1

I'm trying to scrape html with Nokogiri. This is the html source:

<span id="J_WlAreaInfo" class="wl-areacon">
    <span id="J-From">山东济南</span>
    至
    <span id="J-To">
        <span id="J_WlAddressInfo" class="wl-addressinfo" title="全国">
            全国
            <s></s>
        </span>
    </span>
</span> 

I need to get the following text: 山东济南

Checked shortest XPATH with firebug:

//*[@id="J-From"]

Here is my ruby code:

doc = Nokogiri::HTML(open("http://foo.html"), "UTF-8")
area = doc.xpath('//*[@id="J-From"]')
puts area.text

However, it returns nothing. What am I doing wrong?

Zoru
  • 47
  • 7
  • 1
    Maybe you can give us a link to the page? Also, can you look at the page source as originally served: possibly it's creating the `` in javascript after the page loads, but Nokogiri isn't seeing such things? – LarsH Jun 07 '15 at 03:57
  • you may want to look at the top voted answer here regarding open uri http://stackoverflow.com/questions/2572396/nokogiri-open-uri-and-unicode-characters – jvnill Jun 08 '15 at 08:54
  • Thank you guys a thousand times, it is a JS problem. – Zoru Jun 10 '15 at 11:25

1 Answers1

2

However, it returns nothing. What am I doing wrong?
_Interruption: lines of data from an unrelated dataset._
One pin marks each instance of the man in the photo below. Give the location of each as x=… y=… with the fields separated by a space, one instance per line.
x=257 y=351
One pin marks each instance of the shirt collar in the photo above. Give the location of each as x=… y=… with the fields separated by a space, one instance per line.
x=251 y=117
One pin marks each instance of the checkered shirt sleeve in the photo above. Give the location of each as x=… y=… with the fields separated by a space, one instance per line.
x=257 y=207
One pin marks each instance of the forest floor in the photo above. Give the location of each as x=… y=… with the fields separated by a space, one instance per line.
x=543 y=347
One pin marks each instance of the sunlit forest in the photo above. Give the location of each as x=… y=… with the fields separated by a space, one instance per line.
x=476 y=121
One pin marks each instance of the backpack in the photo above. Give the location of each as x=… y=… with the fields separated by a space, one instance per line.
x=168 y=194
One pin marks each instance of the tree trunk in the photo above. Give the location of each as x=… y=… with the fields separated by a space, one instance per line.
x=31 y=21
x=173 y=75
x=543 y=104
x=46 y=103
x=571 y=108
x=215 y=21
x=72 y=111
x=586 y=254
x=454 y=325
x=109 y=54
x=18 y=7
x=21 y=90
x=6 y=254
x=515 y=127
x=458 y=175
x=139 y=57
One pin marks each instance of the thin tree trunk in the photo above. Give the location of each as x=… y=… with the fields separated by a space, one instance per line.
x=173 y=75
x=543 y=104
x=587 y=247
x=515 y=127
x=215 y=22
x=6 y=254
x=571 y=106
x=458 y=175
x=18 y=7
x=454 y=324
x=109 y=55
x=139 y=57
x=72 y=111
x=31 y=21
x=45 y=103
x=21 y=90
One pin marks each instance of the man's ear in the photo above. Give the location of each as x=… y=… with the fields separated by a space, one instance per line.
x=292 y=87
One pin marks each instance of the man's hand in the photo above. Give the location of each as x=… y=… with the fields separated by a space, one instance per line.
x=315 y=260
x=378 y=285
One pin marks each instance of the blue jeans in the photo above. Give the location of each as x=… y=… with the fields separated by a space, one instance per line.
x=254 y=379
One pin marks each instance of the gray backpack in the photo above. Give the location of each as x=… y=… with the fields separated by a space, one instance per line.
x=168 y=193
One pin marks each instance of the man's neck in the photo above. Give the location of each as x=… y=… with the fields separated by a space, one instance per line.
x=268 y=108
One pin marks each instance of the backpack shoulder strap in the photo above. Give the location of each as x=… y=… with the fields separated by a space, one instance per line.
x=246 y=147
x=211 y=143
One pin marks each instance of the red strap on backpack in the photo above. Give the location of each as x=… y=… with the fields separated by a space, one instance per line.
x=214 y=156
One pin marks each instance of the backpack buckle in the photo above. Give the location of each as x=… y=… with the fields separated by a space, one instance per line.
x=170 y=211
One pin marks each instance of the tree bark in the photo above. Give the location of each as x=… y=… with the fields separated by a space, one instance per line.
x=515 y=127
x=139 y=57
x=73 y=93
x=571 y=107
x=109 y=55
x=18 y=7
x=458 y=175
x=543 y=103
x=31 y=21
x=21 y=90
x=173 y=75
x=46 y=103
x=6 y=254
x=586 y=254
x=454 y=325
xpath() returns an array containing the matches (it's actually called a NodeSet):

require 'nokogiri'


html = %q{
<span id="J_WlAreaInfo" class="wl-areacon">
    <span id="J-From">山东济南</span>
    至
    <span id="J-To">
        <span id="J_WlAddressInfo" class="wl-addressinfo" title="全国">
            全国
            <s></s>
        </span>
    </span>
</span> 
}

doc = Nokogiri::HTML(html)
target_tags = doc.xpath('//*[@id="J-From"]')

target_tags.each do |target_tag|
  puts target_tag.text
end

--output:--
山东济南

Edit: You can actually call text() on the Array, but it will return the concatenated results of the text for each match in the array--which is not something I've ever found useful--but because there is only one match you should have gotten the result 山东济南. There is nothing in your post that indicates why you didn't get that result.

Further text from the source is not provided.